The lack of certainty are why the AI's are so annoying, they're very impressive but you have to fuss with details to use them.
The human capacity to be small mistake tolerant seems, to me, to be one of our most deeply mysterious gifts. If we understood how a human could tell "an idea" was important before they could explain it in detail, I think our conversations around our machines would look very different.
The mistake tolerance of humans grows out of billions of years of history, where somehow matter has managed to become "alive", and a small thing like a beetle or a bacterium can survive an incredible variety of difficult situations. So far machines are very brittle by comparison. The virtues of computers - for example, their ability to carry out the same sequence of steps in a completely reproducible way - are the flip side of their brittleness. Someday we may invent systems that combine the robustness of biology and the precision of machines, but so far we don't know much about the former.
If my point isn't clear, "certainty" should be seen as an extremely useful property a tool can have.

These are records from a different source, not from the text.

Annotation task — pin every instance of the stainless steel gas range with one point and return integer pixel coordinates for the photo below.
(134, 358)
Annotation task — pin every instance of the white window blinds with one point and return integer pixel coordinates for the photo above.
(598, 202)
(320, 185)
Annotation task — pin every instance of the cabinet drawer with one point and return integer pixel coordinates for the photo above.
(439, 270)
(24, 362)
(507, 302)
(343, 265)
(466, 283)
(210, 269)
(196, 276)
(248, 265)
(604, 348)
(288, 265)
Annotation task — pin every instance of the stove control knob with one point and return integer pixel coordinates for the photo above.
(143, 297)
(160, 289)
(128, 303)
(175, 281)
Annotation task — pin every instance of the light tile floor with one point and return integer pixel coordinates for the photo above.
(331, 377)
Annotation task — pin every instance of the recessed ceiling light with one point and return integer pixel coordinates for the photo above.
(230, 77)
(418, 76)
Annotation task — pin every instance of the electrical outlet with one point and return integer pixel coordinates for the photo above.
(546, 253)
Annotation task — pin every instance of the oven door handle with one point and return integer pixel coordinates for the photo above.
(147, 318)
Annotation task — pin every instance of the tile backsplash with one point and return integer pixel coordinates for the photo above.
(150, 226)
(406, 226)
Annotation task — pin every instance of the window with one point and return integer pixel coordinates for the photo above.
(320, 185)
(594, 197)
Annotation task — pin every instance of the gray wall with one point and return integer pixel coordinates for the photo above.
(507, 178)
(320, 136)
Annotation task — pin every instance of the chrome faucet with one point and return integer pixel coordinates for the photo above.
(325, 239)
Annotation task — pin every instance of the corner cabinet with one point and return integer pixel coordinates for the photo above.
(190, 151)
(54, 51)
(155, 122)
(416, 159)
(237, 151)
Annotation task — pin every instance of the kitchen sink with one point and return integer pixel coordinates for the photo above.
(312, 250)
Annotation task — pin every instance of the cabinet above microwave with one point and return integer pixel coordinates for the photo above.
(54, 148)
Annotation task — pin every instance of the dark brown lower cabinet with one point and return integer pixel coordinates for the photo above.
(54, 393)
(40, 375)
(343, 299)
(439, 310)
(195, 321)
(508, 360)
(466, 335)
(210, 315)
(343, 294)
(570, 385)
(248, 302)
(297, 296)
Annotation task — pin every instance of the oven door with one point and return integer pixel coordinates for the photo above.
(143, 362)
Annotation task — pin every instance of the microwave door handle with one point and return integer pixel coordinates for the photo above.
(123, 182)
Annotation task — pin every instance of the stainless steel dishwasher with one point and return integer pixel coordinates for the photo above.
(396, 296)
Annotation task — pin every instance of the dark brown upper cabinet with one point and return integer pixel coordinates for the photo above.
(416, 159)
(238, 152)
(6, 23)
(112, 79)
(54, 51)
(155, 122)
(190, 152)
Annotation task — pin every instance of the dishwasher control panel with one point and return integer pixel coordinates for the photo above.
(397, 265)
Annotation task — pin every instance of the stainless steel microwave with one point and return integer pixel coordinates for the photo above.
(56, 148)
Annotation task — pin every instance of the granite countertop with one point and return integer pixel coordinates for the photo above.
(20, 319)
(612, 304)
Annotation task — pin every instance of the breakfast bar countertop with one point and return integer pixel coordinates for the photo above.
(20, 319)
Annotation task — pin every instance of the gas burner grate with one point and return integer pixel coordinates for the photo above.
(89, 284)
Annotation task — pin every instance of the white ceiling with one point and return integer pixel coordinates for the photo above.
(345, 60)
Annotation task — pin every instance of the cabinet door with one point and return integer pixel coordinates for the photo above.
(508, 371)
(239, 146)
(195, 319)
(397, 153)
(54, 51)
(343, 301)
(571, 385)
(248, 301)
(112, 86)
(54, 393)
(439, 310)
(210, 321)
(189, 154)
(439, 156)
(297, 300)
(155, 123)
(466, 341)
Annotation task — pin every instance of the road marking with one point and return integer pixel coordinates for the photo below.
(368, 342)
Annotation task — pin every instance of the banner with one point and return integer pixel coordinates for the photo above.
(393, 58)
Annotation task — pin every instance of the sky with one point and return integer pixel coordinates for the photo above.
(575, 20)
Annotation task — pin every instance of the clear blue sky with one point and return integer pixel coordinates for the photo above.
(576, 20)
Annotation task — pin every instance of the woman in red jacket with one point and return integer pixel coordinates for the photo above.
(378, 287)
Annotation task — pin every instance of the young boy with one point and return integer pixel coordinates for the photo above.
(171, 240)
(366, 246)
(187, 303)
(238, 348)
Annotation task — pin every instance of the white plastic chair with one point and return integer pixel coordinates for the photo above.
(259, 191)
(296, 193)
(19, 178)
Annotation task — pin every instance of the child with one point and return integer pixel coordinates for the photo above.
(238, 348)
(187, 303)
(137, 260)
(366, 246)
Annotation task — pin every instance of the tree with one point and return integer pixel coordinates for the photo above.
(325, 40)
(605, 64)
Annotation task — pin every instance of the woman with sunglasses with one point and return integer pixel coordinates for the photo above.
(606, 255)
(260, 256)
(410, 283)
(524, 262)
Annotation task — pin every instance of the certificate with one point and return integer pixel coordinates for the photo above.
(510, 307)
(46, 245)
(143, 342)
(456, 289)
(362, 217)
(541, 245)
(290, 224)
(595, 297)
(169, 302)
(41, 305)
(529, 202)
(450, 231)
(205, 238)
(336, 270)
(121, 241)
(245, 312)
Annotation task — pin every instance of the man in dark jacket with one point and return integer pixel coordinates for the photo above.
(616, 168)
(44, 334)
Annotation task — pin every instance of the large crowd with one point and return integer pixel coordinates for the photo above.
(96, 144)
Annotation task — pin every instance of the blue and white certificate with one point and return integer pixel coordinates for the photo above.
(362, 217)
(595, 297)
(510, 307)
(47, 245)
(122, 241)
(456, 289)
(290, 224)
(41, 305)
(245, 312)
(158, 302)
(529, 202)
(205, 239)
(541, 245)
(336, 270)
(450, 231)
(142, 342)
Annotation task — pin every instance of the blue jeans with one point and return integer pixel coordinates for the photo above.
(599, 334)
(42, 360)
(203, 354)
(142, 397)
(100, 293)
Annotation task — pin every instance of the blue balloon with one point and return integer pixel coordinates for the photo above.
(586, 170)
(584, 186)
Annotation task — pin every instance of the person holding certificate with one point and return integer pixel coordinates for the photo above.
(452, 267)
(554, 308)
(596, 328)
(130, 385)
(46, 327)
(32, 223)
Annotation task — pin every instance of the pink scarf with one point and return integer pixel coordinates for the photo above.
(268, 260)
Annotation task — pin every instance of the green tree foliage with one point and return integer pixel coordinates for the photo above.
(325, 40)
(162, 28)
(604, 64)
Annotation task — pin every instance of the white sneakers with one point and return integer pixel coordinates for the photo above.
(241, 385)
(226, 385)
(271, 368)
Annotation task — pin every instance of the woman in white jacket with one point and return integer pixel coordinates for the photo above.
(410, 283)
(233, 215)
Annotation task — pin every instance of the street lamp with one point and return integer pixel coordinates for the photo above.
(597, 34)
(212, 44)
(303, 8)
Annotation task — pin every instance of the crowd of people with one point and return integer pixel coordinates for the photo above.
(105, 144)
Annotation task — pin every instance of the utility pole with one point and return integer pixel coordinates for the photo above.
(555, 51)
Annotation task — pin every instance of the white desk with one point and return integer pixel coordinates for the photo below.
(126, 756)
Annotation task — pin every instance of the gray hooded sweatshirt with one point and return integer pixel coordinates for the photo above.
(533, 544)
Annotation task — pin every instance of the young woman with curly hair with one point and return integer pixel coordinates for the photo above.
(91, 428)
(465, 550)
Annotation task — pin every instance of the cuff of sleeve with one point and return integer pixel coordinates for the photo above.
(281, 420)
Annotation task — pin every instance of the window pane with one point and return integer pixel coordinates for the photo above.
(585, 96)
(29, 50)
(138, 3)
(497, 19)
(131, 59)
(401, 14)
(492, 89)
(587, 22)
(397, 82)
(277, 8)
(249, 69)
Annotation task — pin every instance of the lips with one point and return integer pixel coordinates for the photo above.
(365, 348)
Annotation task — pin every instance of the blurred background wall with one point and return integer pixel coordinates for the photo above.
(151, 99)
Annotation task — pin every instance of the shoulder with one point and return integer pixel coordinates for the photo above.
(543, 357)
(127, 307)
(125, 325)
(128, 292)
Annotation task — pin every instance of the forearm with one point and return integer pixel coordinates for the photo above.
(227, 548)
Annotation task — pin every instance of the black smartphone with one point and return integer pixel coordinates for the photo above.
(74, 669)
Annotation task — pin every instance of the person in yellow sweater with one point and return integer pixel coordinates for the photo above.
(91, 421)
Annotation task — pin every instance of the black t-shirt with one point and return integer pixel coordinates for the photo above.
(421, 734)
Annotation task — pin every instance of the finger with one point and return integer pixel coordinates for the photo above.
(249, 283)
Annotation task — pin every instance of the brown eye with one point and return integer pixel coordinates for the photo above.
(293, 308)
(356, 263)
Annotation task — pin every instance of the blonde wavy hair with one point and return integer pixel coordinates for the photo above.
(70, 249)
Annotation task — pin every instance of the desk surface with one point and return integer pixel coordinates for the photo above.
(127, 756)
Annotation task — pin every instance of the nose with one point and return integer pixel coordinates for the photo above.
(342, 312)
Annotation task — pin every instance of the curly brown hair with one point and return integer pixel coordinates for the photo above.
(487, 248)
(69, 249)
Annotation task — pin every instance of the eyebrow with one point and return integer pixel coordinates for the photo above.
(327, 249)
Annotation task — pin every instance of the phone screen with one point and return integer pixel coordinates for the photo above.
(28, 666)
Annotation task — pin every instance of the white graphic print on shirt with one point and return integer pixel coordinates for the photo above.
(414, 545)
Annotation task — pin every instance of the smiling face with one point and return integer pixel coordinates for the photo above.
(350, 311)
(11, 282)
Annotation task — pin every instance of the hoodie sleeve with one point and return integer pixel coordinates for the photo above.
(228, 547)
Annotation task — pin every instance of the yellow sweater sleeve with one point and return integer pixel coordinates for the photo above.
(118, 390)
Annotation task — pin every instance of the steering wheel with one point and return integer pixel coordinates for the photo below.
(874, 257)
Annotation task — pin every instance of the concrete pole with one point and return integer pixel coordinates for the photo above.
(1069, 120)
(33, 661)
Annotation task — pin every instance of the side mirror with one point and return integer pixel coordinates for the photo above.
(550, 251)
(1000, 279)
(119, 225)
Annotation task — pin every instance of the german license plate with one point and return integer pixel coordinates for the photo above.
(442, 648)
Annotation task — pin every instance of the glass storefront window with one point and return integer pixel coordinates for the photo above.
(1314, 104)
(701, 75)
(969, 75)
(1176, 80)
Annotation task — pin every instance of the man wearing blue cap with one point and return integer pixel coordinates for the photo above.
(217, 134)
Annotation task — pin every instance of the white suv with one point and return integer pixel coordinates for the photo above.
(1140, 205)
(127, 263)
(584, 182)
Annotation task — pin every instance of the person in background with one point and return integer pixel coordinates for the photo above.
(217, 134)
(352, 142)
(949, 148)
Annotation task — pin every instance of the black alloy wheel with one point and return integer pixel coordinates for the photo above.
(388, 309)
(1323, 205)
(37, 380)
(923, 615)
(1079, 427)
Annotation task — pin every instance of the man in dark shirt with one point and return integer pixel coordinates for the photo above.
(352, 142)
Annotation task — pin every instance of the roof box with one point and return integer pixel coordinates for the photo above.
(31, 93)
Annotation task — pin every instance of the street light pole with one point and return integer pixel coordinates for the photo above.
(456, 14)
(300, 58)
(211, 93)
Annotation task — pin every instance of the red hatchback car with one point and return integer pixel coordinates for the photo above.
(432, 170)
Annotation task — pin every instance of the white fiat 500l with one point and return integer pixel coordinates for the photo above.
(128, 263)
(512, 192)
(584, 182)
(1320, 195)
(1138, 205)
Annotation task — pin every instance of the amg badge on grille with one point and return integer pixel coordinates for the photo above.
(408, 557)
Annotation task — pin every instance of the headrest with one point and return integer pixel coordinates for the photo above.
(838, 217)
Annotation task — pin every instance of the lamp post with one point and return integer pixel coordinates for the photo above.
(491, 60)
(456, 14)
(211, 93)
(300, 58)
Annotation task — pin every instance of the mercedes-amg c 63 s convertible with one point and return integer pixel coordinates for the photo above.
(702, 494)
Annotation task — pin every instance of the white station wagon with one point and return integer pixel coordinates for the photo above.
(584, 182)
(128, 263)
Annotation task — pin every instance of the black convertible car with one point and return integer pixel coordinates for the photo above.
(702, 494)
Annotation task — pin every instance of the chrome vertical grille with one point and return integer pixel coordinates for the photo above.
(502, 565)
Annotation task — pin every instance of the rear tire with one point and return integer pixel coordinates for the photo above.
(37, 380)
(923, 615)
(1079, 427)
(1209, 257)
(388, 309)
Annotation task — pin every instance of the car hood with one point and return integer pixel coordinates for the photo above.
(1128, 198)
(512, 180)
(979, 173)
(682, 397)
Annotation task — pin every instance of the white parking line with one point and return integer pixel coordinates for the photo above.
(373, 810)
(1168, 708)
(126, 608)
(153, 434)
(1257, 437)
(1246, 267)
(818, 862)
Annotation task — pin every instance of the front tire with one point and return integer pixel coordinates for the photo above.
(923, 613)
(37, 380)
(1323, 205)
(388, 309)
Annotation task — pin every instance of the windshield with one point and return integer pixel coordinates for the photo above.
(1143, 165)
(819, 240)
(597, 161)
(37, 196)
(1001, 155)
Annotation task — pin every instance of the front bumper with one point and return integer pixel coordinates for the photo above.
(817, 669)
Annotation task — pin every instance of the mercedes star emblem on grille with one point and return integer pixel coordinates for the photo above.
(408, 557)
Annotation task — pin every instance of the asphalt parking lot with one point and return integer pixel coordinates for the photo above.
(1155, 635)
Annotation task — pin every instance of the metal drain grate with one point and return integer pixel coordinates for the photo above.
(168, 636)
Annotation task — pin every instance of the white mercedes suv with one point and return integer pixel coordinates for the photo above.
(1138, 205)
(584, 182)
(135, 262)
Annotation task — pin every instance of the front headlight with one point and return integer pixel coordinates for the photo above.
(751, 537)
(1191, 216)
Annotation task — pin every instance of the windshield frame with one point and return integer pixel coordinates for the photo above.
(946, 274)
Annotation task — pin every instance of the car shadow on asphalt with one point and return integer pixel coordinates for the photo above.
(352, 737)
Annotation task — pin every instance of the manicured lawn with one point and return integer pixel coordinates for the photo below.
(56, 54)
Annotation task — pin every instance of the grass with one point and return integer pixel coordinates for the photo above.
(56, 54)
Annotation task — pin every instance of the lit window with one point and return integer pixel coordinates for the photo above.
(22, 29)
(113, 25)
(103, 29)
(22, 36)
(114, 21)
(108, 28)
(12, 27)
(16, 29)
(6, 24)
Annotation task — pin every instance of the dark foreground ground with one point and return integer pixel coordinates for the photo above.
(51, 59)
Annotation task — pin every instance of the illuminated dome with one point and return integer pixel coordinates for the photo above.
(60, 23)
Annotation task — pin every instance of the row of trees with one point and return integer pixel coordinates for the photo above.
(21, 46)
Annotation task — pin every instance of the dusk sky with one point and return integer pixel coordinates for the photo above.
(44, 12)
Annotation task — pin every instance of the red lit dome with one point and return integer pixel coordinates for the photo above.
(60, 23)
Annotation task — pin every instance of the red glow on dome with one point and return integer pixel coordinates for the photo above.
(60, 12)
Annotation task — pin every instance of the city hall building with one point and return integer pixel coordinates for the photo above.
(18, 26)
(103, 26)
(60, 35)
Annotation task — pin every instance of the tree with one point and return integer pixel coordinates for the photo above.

It isn't a reason for a tool by itself, in my opinion.
So in the context of papers published in journals, I've assumed the implicit process is to communicate "an idea" as well as enough evidence to suggest the idea has been sufficiently demonstrated. Like everybody has said, I'm not sure just the inclusion of a computer verified proof necessarily makes that easier.
I agree with you on all this. I think right now some mathematicians are in love with the dream of completely formalized mathematics. I'm not quite sure why, since nothing they say convinces me it's worth the hassle. But it's something one can do, with enough work, and mathematicians tend to enjoy a challenge. It also lends itself well to grant proposals, the formation of large teams, and other things typical of "big science".
You've got me wondering how huge "biologically fuzzy" compositions could possibly work. They obviously do, and it's clear to me now I don't know how.
By way of contrast, here's this from Doron Zeilberger, not exactly shy when it comes to collaborating with computers:
In the future, we would very rarely have the luxury of a fully rigorous proof, and would have to get used to semi-rigorous, and even non-rigorous, experimental and heuristic, proofs. This way mathematica will advance much faster, without the strait-jacket of a "fully rigorous proof".
(it's not in the context of LLMs or AI-generated content, but he's long been a proponent of experimental mathematics being taken as seriously as that with a proof)
I'm not sure if he really meant 'mathematica' there or if it was a slip of the finger for 'mathematics'
Heh - I'm pretty sure he meant "mathematics".
I haven't figured out Doron's worldview yet, but he seems generally opposed to the traditionally popular theorem-based way way of doing math. He also seems keen to outrage people with strong statements.
Oh, yes. He's an ultrafinitist, so any proofs about infinitary objects (for instance identities between infinite sums, or other such fun) are for him purely symbolic, and the actual content is the computer calculations either of finitely many interesting quantities, or symbolic manipulation of series. That people don't take such work as seriously as hardcore results that have a long tower of proofs (eg the proof by Deligne of https://en.wikipedia.org/wiki/Ramanujan%E2%80%93Petersson_conjecture for the -function, which used the Weil conjectures) I can imagine grates with him. Also yes, he seems to love being a contrarian, and a bit anti-establishment.